One of the miracles of modern technology is that human beings continue to live longer and longer. Life expectancy has been on a constant rise for decades. Unfortunately, this often means that people are living longer with chronic conditions. Cardiovascular disease is one of the leading causes of death and disability, and thus is a major concern public health.
Cardiovascular health is important to all of us, even and especially among the elderly. Oftentimes, CV conditions develop not as a result of the aging process itself, but as a result of years worth of accumulated habits and exposures. Plaque builds up in the arteries, they thicken or narrow as they must.
It is important to know that good vascular health can be improved and maintained throughout life, and it is doubly important for senior citizens, since CV disease primarily affects their age group. The life-threatening circumstances that build up over a lifetime only increase the likelihood of a serious cardiovascular event.

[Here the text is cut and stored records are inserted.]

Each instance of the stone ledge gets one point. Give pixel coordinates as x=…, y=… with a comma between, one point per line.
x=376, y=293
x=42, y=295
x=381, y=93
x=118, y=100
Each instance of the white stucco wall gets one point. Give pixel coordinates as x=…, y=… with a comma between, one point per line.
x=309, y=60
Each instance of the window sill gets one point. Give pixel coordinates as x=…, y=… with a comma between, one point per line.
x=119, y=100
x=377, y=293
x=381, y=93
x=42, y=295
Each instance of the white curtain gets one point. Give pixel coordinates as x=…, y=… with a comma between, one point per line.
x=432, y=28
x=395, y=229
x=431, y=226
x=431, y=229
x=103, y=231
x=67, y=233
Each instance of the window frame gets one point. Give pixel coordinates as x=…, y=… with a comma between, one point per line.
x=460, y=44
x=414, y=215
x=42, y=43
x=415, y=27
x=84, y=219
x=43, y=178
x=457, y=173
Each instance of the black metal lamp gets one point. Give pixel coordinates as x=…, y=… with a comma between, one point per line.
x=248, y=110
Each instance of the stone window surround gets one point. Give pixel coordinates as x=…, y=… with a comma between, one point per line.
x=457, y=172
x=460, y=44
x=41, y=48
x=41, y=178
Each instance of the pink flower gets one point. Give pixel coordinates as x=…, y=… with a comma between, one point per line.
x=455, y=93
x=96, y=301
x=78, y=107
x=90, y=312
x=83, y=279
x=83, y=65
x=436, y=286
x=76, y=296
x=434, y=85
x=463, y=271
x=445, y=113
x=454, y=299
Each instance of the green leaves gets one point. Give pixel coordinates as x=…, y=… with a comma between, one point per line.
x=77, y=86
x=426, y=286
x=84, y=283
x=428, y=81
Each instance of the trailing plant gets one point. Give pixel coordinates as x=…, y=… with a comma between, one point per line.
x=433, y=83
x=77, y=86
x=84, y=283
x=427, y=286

There are a few things that have been shown to greatly improve vascular health, regardless of the age at which they are began. Quitting smoking and moving to a healthy diet full of low-fat options and good cholesterol are useful tips at any age--but become even more important as the years pass. The same is true of exercising. Investing your time and effort into even a moderate exercise program can provide great benefits to your life and health. It is also important to make regular check-ups a part of your health routine, to track and fight problems as they come.
Anyone over the age of 55 should have a conversation with their primary care physician about their state of vascular health. If any problems are detected and diagnosed, seek treatment immediately. Early knowledge is one of the best methods of control when CV disease is discovered. Treatments will certainly vary--depending on the type of issue and its severity, there could be any number of medical options from surgery to lifestyle changes.
“Lifestyle changes.” Just that small phrase alone can seem like a daunting challenge. However, if you choose to try and alter your habits, it could end up saving your life. Try taking it slowly. If you are the sort of person who hates working out, try adding a moderate routine to your schedule a couple of times a week, and increase it as you grow accustomed to it. Try changing one aspect of your favorite meal instead of the whole thing--maybe a salad with the burger instead of a mound of french fries. Baby steps like these can make the huge task of altering a lifetime of cultivated habits into a simple, and even enjoyable, start of a new path in life.